Porcello extended his scoreless innings streak to 14 by pitching around a one-out walk in the first but couldn't escape the second. One run scored on Kevin Pillar's fielder's choice, and Granderson added a two-run single that bounced off Devers' glove and rolled into shallow left field.

Red Sox designated hitter J.D. Martinez went 0 for 4 with three strikeouts and is 0 for 11 with eight strikeouts over his past three games.

Boston finished with a season-worst 14 strikeouts. The Red Sox have fanned 10 or more times in three straight.

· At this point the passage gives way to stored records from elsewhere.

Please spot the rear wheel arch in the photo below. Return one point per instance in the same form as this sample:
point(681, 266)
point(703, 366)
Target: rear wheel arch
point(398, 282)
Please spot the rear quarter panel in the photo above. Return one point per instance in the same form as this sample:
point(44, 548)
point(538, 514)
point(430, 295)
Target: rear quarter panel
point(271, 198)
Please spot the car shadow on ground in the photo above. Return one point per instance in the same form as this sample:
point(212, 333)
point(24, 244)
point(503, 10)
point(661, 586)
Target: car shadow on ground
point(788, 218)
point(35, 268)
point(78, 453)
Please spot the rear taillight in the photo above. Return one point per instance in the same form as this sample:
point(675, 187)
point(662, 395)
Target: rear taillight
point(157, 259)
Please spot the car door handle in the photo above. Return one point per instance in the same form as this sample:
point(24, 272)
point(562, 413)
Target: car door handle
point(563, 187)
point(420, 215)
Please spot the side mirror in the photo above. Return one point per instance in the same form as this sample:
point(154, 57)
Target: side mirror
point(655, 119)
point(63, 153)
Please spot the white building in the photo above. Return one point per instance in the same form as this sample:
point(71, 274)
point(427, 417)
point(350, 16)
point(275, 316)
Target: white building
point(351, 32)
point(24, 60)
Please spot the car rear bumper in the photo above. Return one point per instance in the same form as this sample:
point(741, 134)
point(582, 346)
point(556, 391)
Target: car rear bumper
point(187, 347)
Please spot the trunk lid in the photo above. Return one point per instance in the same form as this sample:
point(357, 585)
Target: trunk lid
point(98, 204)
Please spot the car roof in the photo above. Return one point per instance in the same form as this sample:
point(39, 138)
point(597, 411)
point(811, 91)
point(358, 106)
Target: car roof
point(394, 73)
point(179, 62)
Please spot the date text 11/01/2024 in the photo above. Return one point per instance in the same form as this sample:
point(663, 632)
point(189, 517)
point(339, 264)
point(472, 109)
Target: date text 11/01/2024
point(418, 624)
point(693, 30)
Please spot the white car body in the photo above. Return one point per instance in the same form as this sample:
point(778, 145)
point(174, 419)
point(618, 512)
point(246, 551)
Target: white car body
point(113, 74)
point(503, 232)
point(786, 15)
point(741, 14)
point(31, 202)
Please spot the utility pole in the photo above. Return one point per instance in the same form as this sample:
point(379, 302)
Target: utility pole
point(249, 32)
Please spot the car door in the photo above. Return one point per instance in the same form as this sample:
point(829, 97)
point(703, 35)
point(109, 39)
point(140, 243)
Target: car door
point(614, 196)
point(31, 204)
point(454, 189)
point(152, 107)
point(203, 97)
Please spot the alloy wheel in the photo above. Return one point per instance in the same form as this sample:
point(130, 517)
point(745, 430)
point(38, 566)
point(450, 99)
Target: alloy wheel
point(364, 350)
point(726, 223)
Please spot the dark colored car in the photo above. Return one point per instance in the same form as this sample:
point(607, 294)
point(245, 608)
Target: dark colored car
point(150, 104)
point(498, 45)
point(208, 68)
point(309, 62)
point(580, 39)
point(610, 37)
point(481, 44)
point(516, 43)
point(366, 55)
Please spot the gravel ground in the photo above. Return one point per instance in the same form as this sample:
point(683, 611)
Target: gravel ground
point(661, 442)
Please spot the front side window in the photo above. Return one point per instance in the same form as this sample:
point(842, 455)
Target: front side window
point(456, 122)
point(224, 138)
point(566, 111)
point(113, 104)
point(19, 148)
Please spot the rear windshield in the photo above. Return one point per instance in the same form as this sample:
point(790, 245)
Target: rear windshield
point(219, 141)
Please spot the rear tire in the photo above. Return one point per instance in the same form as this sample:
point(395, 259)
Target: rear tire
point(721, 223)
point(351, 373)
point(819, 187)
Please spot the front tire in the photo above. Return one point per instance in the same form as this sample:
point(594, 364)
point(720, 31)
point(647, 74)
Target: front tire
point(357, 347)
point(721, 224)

Red Sox: SS Xander Bogaerts (left ankle) went 2 for 3 with an RBI in a six-inning stint with Triple-A Pawtucket, and remains on track to rejoin the Red Sox on Friday.

Blue Jays: 3B Josh Donaldson (right shoulder) could begin a minor league rehab assignment later this week, Gibbons said.


Before the game, the Blue Jays honored the victims of Monday's deadly attack and some of the first responders who rushed to the scene. Players from both teams stood in front of the dugouts as four Toronto police officers and two paramedics stood between second base and the pitcher's mound and were introduced to cheering fans. Following a video message and a moment of silence, a group of high school students sang the national anthems.

Blue Jays pitcher Marco Estrada greeted the first responders as they left the field

A blue banner reading "(hash)TORONTOSTRONG" was hung from the second deck in center field, and similar signs were hung on the wall behind home plate. The same message was also printed in white on the back of the mound.


Two-time Gold Glove winner Mookie Betts made a diving, backhanded catch to retire Teoscar Hernandez in the fifth.


Red Sox: LHP Eduardo Rodriguez (2-0, 3.45) is 1-3 with a 5.67 ERA in eight career games against Toronto.

Blue Jays: RHP Aaron Sanchez (1-2, 3.86) will face his fourth AL East opponent in five starts when he takes the mound Wednesday. Sanchez has faced New York twice and Baltimore once.